N’est-il pas étonnant que le jury Nobel ait choisi de récompenser ces dernières années trois écrivains français complètement dépourvus d’humour ? Le Clézio, Modiano, Ernaux… pas un rire dans ces dizaines de milliers de pages. Or existe-t-il un seul grand écrivain qui n’ait inventé aussi sa forme d’humour ? Je laisse la question ouverte (mais je ferme un œil).
J’avais beaucoup aimé Les Années, mais les deux ou trois autres récits d’Annie Ernaux que j’ai pu lire m’ont paru nettement plus fluets et leurs phrases mues par des pattes un peu grêles. Il est incontestable que je dois élargir mon expérience de cette œuvre.

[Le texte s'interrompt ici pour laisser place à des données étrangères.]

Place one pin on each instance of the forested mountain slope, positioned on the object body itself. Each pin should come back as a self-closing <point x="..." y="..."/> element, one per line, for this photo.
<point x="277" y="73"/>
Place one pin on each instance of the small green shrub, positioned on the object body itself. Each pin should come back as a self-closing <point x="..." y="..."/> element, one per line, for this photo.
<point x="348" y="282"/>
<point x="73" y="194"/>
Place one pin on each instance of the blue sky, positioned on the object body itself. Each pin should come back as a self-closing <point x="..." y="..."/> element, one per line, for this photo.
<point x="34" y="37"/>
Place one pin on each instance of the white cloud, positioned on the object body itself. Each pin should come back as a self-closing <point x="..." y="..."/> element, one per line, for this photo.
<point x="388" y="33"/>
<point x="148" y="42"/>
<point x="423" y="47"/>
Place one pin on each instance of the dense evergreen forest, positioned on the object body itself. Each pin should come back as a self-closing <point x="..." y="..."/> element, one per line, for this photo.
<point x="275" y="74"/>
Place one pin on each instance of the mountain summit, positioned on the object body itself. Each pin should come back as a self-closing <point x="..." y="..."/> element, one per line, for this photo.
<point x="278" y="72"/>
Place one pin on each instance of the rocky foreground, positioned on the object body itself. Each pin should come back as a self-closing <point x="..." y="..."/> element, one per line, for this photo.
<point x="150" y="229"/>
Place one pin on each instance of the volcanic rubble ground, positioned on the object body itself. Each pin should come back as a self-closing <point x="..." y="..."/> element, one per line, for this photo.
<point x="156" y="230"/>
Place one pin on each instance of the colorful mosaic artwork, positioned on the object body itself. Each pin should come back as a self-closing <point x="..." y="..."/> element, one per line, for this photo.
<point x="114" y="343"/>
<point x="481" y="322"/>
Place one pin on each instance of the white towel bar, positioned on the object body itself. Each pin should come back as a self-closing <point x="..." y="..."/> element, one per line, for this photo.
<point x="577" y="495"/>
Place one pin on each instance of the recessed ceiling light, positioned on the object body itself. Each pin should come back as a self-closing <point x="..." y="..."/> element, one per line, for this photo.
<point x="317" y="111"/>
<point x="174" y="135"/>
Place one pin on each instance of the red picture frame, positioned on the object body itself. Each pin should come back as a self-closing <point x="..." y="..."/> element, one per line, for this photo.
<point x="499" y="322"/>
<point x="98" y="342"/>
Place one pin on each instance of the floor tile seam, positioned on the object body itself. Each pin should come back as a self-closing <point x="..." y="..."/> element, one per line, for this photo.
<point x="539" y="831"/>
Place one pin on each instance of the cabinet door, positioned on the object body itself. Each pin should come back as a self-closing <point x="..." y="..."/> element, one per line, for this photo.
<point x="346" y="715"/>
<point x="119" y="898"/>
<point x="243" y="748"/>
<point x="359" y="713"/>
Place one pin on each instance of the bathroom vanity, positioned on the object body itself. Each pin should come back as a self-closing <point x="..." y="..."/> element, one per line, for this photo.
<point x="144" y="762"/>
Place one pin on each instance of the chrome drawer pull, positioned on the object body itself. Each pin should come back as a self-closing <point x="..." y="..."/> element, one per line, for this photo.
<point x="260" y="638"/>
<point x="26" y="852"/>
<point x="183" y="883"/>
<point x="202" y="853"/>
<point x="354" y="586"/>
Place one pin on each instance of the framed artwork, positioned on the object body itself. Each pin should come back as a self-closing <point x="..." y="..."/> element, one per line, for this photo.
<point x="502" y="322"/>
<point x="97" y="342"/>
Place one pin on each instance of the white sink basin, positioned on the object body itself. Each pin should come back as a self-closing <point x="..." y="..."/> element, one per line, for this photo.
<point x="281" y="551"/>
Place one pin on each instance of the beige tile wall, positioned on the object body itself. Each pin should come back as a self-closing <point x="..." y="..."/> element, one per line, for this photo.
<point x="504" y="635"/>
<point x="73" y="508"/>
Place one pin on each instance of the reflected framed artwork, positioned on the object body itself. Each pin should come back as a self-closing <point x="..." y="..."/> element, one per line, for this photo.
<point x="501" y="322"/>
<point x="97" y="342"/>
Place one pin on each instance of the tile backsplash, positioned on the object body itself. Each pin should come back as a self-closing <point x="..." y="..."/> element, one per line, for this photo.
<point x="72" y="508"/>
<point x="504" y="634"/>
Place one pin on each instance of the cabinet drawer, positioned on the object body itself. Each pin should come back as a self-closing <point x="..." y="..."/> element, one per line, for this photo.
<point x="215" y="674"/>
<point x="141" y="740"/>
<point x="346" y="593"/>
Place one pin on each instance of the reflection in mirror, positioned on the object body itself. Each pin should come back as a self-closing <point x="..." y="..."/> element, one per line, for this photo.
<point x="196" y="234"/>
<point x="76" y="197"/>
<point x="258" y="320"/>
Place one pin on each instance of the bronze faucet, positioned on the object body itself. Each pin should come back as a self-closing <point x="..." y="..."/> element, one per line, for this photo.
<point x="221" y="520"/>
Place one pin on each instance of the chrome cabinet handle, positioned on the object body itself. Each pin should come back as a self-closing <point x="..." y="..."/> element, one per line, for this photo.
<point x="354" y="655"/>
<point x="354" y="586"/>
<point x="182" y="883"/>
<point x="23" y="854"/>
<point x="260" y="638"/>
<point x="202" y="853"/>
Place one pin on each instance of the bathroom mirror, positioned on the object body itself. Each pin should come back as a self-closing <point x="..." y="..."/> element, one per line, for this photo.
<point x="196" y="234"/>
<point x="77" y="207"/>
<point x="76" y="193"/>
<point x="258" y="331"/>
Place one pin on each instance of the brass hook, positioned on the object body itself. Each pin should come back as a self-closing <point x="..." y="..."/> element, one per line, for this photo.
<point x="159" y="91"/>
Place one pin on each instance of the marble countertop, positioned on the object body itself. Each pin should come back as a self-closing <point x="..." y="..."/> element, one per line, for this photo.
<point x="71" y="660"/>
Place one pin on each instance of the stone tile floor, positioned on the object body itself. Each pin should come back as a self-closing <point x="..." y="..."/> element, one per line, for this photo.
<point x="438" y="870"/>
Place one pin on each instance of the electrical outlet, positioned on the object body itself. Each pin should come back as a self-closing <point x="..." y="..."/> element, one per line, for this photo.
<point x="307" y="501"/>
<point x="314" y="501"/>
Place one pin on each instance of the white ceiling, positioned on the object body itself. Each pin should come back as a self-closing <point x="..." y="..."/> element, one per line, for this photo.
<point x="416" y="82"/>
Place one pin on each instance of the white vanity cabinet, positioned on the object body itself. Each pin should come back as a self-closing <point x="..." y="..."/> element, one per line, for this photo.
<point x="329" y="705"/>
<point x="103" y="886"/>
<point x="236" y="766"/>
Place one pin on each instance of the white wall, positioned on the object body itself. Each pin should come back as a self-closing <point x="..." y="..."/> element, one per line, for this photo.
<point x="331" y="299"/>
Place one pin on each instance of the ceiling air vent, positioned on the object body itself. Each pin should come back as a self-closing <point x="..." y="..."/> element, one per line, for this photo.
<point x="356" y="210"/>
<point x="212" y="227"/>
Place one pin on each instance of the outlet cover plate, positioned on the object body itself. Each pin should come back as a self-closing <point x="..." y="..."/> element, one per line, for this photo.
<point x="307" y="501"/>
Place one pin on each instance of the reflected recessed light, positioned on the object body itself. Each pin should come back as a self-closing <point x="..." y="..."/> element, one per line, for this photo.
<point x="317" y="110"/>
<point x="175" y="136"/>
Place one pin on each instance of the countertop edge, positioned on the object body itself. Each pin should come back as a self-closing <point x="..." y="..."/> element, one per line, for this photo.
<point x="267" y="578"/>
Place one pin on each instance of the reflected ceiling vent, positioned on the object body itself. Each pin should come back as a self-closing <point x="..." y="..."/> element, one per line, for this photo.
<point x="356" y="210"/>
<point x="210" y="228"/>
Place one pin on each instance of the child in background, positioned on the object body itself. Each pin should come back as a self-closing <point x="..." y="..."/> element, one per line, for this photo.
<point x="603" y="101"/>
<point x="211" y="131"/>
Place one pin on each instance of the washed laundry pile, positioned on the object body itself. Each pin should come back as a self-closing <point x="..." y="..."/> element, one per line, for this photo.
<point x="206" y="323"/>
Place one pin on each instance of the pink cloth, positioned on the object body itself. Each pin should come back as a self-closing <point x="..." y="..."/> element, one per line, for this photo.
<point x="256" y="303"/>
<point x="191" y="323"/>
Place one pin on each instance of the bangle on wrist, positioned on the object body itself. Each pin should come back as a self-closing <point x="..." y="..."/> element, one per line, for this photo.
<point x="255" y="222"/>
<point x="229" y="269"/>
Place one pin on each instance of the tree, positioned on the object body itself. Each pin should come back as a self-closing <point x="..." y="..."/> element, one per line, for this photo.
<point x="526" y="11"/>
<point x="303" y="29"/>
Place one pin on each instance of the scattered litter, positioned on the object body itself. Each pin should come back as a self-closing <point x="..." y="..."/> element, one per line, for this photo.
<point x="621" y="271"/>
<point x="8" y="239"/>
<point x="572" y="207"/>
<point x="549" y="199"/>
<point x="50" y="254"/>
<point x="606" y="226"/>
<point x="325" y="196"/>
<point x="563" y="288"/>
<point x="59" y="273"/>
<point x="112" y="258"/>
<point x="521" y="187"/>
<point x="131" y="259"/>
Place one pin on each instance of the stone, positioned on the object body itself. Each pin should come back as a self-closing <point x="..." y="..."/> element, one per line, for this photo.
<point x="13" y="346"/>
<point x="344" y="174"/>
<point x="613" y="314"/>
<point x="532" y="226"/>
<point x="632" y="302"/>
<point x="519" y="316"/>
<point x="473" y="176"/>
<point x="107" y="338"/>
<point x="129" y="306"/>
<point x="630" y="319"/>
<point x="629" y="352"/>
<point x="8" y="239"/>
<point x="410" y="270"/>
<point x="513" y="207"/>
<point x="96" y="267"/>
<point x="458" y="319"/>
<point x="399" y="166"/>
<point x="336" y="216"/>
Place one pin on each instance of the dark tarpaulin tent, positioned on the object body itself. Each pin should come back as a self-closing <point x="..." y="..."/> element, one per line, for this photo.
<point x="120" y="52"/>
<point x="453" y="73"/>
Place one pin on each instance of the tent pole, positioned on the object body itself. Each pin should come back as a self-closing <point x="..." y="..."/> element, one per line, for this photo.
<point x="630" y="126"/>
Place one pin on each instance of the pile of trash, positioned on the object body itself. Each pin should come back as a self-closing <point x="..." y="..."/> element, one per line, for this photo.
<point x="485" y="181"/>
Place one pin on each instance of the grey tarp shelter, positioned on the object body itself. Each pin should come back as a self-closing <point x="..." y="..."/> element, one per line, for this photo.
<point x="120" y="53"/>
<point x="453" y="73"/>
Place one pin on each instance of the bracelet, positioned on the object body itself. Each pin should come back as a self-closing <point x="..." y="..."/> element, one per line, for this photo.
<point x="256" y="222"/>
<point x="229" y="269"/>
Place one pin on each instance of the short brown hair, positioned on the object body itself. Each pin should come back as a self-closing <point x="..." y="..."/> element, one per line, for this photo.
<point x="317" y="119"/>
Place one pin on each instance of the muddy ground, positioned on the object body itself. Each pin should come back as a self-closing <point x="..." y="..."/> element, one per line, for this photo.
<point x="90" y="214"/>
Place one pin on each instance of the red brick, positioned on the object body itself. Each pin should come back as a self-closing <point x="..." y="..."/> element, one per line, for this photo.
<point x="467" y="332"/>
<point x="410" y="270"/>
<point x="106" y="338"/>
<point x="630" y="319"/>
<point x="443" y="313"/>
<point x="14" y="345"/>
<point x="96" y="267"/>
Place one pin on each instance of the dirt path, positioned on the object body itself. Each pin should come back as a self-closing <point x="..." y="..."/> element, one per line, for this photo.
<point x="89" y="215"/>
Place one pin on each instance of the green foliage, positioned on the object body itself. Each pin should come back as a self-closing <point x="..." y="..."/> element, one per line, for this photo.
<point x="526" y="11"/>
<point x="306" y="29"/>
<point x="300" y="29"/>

En revanche, son principe de neutralité stylistique érigée en morale politique ne me convainc pas. On devine qu’Annie Ernaux considère toutes les formes d’invention verbale, de métaphore, d’expérimentation, de lyrisme, de non-sens ou d’incongruité, de poésie même, comme autant de finasseries précieuses, futiles dans le meilleur des cas, humainement abjectes sinon, fastes indécents dans la misère ambiante, signes d’une domination de classe insultante. Or il n’est pas un étage de la société, pas un corps de métier qui ne développe un goût pour l’invention verbale, pour les expressions imagées, pour les jeux de mots, une verve humoristique, un argot professionnel riche en trouvailles délicieuses. Quelle que soit la personne qui en use, son milieu, son instruction, sa culture, la langue toujours cherche et trouve l’occasion de fleurir. N’ai-je pas dîné hier sur la plage de Sainte Luce d’un poisson grillé à la Baraqu’Obama ?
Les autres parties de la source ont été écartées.